3. Collected Poems by Audre Lorde

I would call attention also to Audre Lorde’s Collected Poems published in 2000 and including over 300 of her poems, which offer views into the inner life and thoughts of a Black, lesbian feminist. Whether writing of anger, sexual desire, or the healing that must take place in our lives, Lorde fashions poems that are forceful and that “blaze and pulse on the page,” to quote Adrienne Rich. One of my favorite poems in the collection is “Portrait,” which reads: “Strong women/ know the taste/ of their own hatred/ I must always be/building nests/ in a windy place/ I want the safety of oblique numbers/ that do not include me/ a beautiful woman/ with ugly moments/ secret and patient/ as the amused and ponderous elephants/ catering to Hannibal’s ambition/ as they swayed on their own way/ home.”

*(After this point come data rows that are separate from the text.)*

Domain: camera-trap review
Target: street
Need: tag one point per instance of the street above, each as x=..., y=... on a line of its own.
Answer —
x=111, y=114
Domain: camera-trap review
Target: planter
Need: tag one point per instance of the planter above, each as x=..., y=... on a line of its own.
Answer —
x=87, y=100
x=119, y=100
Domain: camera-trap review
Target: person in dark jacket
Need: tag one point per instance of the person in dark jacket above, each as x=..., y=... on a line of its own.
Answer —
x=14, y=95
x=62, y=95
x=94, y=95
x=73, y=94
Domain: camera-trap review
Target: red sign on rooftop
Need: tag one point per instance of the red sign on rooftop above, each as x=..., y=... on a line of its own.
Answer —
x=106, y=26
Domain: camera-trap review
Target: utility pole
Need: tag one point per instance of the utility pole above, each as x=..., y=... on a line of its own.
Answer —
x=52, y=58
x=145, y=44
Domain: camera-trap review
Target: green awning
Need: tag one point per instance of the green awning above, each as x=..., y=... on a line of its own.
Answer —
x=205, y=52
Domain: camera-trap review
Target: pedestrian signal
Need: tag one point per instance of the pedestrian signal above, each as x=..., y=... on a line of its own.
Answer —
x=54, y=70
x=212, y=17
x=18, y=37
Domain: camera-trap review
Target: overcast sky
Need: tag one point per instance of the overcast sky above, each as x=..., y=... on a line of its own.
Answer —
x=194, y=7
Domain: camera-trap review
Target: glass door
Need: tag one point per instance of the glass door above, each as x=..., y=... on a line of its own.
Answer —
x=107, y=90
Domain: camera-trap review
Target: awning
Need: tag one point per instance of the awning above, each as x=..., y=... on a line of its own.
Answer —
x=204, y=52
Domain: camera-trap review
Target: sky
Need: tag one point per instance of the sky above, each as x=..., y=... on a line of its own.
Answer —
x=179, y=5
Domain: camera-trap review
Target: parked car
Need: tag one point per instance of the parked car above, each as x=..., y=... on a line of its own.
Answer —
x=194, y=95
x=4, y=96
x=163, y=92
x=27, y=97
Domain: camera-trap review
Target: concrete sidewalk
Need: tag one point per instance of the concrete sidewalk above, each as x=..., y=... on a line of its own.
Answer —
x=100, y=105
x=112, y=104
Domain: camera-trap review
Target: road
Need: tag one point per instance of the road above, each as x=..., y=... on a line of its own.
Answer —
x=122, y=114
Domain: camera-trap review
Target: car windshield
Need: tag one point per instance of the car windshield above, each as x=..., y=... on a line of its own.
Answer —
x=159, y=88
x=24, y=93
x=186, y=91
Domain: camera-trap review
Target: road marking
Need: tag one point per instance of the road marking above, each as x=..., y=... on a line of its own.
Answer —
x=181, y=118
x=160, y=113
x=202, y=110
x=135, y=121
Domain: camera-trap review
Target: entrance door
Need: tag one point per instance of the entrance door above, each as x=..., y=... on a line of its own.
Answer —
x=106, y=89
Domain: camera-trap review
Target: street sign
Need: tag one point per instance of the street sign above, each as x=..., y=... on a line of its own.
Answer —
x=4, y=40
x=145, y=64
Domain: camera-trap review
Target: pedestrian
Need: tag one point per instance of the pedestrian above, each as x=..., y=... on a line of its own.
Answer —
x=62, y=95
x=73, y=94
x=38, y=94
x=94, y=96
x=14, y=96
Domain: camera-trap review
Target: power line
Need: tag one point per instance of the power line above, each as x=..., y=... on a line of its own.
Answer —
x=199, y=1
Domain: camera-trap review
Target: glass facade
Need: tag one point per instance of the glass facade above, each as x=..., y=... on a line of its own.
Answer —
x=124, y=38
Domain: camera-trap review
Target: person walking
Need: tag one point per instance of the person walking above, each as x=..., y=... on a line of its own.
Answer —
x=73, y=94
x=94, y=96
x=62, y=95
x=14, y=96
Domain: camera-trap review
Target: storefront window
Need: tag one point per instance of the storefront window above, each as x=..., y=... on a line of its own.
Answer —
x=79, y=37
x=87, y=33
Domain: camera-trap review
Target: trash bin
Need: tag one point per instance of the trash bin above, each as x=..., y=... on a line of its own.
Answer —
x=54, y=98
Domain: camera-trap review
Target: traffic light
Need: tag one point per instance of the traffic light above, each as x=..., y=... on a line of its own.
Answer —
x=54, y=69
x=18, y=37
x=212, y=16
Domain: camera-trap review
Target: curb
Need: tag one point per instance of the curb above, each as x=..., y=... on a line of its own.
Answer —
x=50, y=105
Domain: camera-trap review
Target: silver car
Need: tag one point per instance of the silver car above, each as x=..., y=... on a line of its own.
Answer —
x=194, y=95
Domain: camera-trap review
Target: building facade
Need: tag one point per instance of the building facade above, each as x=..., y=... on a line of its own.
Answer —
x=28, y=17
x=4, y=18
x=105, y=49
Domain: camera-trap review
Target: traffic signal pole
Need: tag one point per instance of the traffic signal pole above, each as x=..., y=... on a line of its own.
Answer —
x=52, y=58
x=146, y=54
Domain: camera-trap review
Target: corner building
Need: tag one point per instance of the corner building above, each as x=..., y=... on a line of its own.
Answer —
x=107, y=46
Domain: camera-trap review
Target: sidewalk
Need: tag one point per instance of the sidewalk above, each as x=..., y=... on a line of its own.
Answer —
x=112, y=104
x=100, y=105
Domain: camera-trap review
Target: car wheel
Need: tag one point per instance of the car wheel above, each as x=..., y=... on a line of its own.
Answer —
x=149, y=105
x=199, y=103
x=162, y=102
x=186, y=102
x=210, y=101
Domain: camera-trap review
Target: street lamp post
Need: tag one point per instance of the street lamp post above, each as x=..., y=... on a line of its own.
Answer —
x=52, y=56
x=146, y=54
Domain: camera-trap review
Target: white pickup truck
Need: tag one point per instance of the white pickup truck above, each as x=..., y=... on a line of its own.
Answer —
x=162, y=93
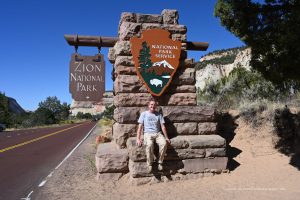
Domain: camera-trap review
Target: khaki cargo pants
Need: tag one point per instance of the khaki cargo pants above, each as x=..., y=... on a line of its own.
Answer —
x=149, y=139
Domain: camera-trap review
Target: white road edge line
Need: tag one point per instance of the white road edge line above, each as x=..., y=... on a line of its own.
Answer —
x=28, y=196
x=75, y=148
x=71, y=152
x=42, y=183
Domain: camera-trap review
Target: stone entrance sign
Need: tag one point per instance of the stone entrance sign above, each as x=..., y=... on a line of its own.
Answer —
x=156, y=59
x=87, y=77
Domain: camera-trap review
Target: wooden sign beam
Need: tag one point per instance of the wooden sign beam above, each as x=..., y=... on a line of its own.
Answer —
x=100, y=41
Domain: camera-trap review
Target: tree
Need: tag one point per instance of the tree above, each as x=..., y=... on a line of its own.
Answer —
x=144, y=58
x=51, y=111
x=272, y=30
x=5, y=115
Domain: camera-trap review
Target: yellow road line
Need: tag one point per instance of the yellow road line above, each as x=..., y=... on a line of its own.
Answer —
x=36, y=139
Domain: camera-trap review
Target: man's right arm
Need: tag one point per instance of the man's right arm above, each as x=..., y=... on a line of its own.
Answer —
x=138, y=135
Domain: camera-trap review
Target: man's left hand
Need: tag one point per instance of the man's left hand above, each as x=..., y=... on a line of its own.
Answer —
x=168, y=140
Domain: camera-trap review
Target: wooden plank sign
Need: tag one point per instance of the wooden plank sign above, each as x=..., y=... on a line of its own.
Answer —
x=156, y=59
x=87, y=77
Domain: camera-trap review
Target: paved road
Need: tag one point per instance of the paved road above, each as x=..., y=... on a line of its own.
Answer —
x=28, y=156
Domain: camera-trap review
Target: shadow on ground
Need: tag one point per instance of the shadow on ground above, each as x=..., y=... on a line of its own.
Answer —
x=287, y=128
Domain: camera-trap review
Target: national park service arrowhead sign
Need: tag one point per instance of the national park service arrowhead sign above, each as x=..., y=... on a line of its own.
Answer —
x=156, y=59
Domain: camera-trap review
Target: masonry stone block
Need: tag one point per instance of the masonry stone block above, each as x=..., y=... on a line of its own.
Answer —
x=111, y=159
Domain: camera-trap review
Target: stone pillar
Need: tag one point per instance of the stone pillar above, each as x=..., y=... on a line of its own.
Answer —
x=189, y=125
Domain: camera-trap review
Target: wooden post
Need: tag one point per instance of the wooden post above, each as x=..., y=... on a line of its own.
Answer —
x=100, y=41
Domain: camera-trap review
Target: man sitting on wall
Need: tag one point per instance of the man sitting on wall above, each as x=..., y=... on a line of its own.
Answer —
x=153, y=124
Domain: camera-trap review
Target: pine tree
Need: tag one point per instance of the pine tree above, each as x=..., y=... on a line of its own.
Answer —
x=144, y=58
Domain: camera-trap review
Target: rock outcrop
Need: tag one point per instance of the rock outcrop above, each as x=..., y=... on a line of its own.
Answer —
x=212, y=72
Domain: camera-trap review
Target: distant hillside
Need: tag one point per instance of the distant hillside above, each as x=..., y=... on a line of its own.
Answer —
x=218, y=64
x=14, y=107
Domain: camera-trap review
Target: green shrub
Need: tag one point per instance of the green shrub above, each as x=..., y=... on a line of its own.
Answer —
x=241, y=85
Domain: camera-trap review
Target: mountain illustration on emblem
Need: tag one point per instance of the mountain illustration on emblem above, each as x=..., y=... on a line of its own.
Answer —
x=162, y=68
x=156, y=59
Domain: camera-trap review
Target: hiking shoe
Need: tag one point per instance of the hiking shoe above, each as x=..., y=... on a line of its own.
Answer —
x=160, y=167
x=149, y=169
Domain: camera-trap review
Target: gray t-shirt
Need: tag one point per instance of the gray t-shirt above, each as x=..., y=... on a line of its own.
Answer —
x=151, y=121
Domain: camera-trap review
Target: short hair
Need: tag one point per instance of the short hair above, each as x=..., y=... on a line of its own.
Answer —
x=152, y=99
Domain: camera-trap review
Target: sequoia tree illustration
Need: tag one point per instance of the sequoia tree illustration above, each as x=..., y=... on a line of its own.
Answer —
x=144, y=58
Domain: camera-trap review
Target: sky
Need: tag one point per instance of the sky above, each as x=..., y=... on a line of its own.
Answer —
x=35, y=57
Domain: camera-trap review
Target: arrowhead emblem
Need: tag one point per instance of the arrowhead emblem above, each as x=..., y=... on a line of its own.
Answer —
x=156, y=59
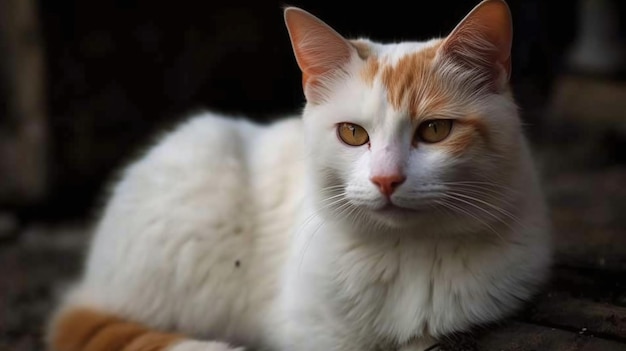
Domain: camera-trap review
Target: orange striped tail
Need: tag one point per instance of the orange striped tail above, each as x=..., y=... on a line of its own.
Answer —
x=84, y=329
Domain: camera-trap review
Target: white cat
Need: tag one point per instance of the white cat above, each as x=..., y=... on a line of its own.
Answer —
x=402, y=206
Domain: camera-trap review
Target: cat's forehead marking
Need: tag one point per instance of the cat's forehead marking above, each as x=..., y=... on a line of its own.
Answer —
x=406, y=73
x=412, y=85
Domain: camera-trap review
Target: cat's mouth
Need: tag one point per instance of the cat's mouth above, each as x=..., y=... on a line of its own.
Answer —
x=390, y=209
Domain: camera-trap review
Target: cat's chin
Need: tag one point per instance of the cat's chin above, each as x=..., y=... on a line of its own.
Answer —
x=395, y=215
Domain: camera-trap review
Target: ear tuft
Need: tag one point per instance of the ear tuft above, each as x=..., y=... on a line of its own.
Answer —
x=320, y=51
x=482, y=40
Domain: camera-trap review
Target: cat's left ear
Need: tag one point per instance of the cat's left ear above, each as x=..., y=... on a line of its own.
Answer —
x=482, y=41
x=320, y=51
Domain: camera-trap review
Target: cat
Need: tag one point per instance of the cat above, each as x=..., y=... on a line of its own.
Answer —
x=402, y=206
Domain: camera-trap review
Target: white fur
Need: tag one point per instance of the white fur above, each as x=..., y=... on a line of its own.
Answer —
x=226, y=231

4. Intersectionality by Patricia Hill Collins and Sirma Bilge

Lastly, essential reading for anyone interested in understanding and working against the mutually informing inequalities of race, gender, class, sexuality, ability, and age is Patricia Hill Collins and Sirma Bilge’s Intersectionality, a 2016 Polity press “Key Concepts” book. A highly accessible book, it invites students, scholars, and activists among its readers and demonstrates, through many compelling examples, how “intersectionality” can be used as an analytical tool to understand the complexity of the concept, as well as the complexity of our lives and our worlds.